A little web-archaeology of image files on the blog

Earlier today I happened to notice that the images were not displaying on an old post.  A little investigation revealed others.  Eventually I installed a plugin to locate broken images, and got the results.

In some cases, WordPress had decided to change the how the link was handled.  The file was “somefile.JPG”, but the WordPress link was “somefile.jpg”.  This once worked; now it does not.  I dealt with this by renaming the file extension on my PC and uploading it to the server.

There were some images which had non-ascii characters in their file name.  Once these clearly worked.  But no longer.  I dealt with this by renaming as  before.

In some cases WordPress had decided, sometime, to add “-1” to the image name in the post.  Since it did not change the image file name, that broke the display.  I went through these posts and removed the “-1”.

And then there were the external images.  Links to websites now vanished.  I was able to retrieve most of these using Archive.org, and I stored them safely locally.

It was interesting to see an image from Chris Weimer’s blog, neonostalgia.com, the site on which I originally started to blog, under  the category of “Thoughts on Antiquity”.  The domain name has changed hands several times.  The author has disappeared from the web, engaged in the far better tasks of making a living and bringing up a family.  That might have been my destiny also, had a certain young lady thought differently about me, long ago.

It was interesting to find an image from J.B.Piggin’s site, also now gone.  He was the man who opened up the Vatican LIbrary, when he discovered the vast digitisation of manuscripts which was being obscured by the then wretched Vatican website.  His weekly updates of uploads brought that collection to the millions.
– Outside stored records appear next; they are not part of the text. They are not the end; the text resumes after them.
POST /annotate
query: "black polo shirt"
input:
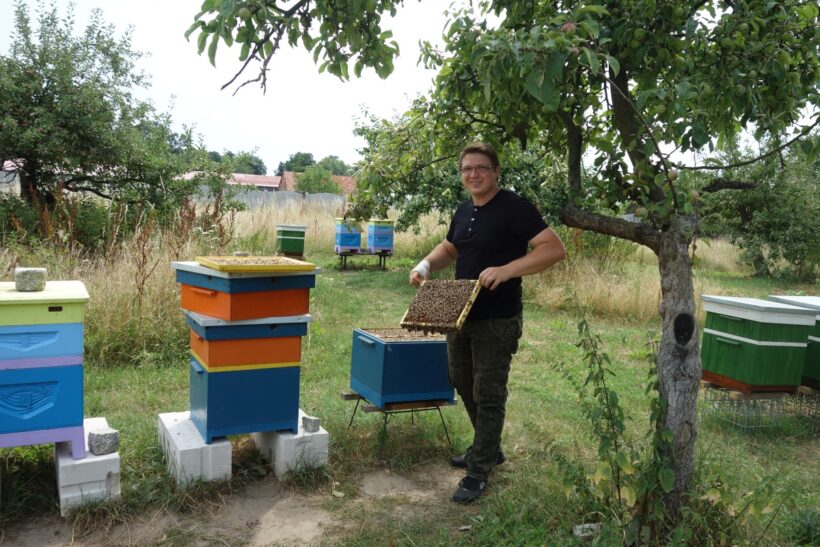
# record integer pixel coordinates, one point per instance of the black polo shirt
(494, 234)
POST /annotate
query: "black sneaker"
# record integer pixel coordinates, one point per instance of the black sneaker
(460, 461)
(469, 489)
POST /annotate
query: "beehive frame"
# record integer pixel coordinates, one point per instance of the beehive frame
(440, 327)
(231, 263)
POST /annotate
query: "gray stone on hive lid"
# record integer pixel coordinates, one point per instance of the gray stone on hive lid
(29, 279)
(103, 441)
(310, 424)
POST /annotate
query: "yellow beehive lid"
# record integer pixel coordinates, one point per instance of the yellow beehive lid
(232, 263)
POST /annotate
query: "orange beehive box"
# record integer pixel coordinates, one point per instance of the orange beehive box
(247, 351)
(248, 305)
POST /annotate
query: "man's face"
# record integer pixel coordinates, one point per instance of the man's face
(478, 175)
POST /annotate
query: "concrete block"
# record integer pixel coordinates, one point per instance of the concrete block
(103, 441)
(93, 478)
(29, 279)
(292, 451)
(188, 457)
(311, 424)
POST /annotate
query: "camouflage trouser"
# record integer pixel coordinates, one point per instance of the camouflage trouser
(479, 358)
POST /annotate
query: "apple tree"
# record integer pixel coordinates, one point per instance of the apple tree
(619, 84)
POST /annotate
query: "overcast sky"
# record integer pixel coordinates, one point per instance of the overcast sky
(302, 111)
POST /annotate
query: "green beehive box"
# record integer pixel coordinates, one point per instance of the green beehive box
(811, 370)
(290, 238)
(753, 344)
(60, 302)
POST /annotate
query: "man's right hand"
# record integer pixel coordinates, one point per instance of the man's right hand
(416, 278)
(420, 272)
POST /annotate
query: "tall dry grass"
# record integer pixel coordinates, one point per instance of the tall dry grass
(133, 316)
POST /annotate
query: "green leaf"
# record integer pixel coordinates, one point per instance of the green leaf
(598, 10)
(685, 90)
(555, 66)
(201, 40)
(614, 65)
(226, 36)
(592, 60)
(628, 496)
(212, 48)
(542, 89)
(667, 478)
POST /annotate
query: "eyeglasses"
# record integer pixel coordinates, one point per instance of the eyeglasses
(481, 169)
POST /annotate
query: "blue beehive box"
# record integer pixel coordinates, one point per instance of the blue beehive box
(212, 328)
(41, 342)
(348, 237)
(38, 398)
(243, 401)
(388, 369)
(380, 236)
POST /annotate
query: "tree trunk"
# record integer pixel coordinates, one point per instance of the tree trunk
(678, 360)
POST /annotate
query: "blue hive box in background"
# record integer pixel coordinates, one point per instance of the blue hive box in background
(348, 237)
(380, 235)
(385, 368)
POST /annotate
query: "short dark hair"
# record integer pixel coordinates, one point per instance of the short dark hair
(479, 148)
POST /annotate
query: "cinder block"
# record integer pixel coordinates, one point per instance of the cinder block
(187, 456)
(94, 478)
(292, 451)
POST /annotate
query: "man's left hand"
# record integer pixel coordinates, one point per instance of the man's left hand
(492, 277)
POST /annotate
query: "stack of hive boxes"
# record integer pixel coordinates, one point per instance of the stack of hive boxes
(41, 365)
(348, 237)
(290, 240)
(246, 317)
(380, 236)
(811, 369)
(752, 345)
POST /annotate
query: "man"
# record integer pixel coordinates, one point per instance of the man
(488, 239)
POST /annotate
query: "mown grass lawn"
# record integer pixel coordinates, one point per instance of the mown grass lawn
(526, 503)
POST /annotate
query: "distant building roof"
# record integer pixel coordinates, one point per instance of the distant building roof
(347, 184)
(260, 181)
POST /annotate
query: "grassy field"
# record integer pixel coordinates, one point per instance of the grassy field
(136, 367)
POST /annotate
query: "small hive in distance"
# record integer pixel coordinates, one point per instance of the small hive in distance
(441, 305)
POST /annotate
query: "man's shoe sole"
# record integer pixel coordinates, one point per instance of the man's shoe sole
(461, 463)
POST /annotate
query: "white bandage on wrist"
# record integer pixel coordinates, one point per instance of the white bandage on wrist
(422, 268)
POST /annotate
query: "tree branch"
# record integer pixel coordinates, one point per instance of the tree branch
(725, 184)
(633, 231)
(776, 150)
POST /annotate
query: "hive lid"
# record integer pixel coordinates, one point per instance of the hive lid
(196, 267)
(400, 335)
(55, 291)
(208, 321)
(756, 309)
(441, 305)
(810, 302)
(255, 264)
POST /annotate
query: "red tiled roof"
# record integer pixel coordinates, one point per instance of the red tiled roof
(260, 181)
(347, 184)
(288, 182)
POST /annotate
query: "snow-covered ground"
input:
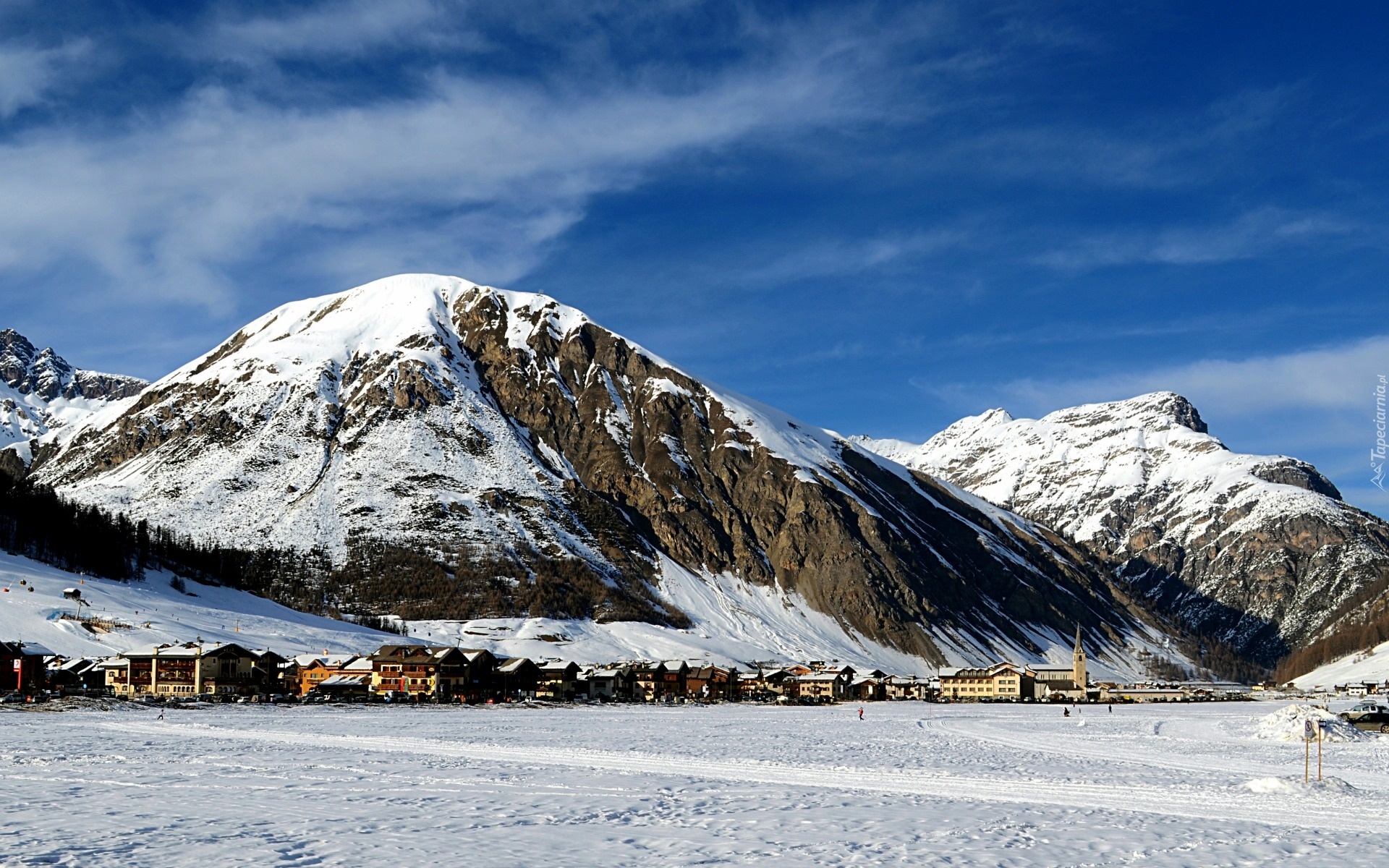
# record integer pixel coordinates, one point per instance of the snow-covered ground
(1354, 668)
(214, 614)
(912, 783)
(735, 624)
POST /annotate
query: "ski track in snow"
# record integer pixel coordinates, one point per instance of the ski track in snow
(913, 783)
(1212, 804)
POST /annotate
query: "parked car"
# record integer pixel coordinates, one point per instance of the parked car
(1369, 715)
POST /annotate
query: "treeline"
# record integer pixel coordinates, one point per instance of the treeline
(1348, 641)
(375, 578)
(1215, 659)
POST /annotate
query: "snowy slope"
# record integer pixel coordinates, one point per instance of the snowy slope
(41, 392)
(742, 624)
(1256, 549)
(747, 625)
(1354, 668)
(433, 413)
(216, 614)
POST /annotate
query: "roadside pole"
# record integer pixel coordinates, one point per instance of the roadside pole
(1307, 727)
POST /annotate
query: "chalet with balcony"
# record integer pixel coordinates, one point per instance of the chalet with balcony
(516, 678)
(557, 681)
(22, 667)
(431, 673)
(195, 668)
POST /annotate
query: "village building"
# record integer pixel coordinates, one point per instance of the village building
(195, 668)
(649, 681)
(710, 682)
(22, 667)
(516, 678)
(352, 681)
(906, 688)
(439, 674)
(1002, 681)
(820, 686)
(1061, 684)
(866, 689)
(306, 671)
(77, 676)
(557, 681)
(610, 684)
(765, 685)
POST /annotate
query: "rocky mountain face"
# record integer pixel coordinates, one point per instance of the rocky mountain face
(431, 412)
(1256, 550)
(41, 392)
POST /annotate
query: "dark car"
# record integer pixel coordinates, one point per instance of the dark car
(1370, 717)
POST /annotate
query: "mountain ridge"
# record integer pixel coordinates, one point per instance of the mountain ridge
(427, 409)
(1256, 550)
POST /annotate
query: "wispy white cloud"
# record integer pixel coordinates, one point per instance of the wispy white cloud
(1249, 237)
(347, 28)
(166, 206)
(28, 72)
(1325, 378)
(836, 258)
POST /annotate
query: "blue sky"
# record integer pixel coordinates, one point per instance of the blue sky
(878, 217)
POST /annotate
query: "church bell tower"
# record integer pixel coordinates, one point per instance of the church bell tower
(1078, 661)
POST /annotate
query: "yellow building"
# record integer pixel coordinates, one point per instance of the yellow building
(1001, 681)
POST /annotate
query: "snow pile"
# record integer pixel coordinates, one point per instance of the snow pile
(1289, 724)
(1295, 785)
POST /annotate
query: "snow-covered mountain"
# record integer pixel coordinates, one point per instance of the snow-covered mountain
(431, 412)
(155, 613)
(41, 392)
(1257, 550)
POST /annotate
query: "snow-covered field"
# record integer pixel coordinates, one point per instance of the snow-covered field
(913, 783)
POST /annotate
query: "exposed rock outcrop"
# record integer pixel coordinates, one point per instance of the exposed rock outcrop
(433, 412)
(1259, 552)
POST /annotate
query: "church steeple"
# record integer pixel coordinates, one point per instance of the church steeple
(1078, 661)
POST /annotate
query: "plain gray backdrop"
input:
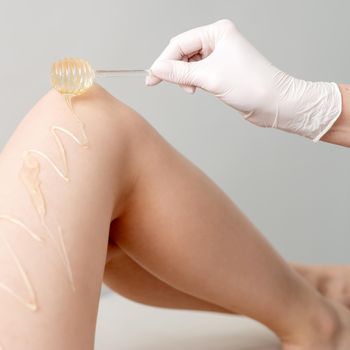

But worst of all, and unfixable, was one page on the 2012 discovery of a Mithraeum at Inveresk in Scotland: the Lewisvale Roman altars.  Unusually I linked all the images to the official site.  And… the site was first moved to another address, with a 301 redirect, but the images cunningly left on the old server.  That meant that Archive.org could not archive them.  Then both sites disappeared also.  Even the writer of the diary entries, conservator Pieta Greaves, had died, aged only 46.  So there is nothing to be done.

I occasionally think that I ought not to hold local copies of material, such as Mithras images.  Ah, if only I had done so!!

Anyway, the blog has been updated, and that particular issue is done.

8 thoughts on “A little web-archaeology of image files on the blog

  1. Mithraeum.EU seems to have a lot of stuff, but also seems to be a very odd bunch of hobbyists.

    Still, maybe they have pics.

  2. Good thought! Thank you. The chap who runs it is friendly enough, and is doing very useful stuff.